Tuesday, October 6, 2015

SLOW SWAN SONG, part three


Third piece of this last walk full of personal opinions ....

The piece on UFOs: I felt that I'd earned an opinion due to my work on the subject.

The piece on PSI: I felt that I had a well-founded opinion based on powerful experiences within my family plus knowing the giants of the field and respecting their honesty and competency.

Today=entities --- "crypto-entities" if you will. The famous cryptozoological ones and the ones split off into the category of Faery: I'm less sure that I've earned my opinions here but I AM sure that I've spent a lot of time with several areas of this.
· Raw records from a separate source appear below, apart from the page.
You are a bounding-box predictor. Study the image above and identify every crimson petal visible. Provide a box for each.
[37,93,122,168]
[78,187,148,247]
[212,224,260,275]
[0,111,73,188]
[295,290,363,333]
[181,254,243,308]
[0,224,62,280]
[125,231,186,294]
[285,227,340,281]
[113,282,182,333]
Still, I'm no expert.

My credentials, such as they are, include a couple of good ones [two refereed papers; one on the SET animal of Egypt, and the other on the Wasgo/Sisiutl of the Pacific Northwest], and some take-them-or-leave-them things like working in the Ivan Sanderson collection and a fairly formidable pile of resources. Out of those things came the blog entries on sea monsters, "Little People", black fairy dogs, merbeings, dragons, ABSMs et al that you have read. But no personal experiences nor any from my family, though I have had a small number first or second hand from friends.

Still, I feel more humility in these opinions than on the earlier two. But, on we go Out Proctor .....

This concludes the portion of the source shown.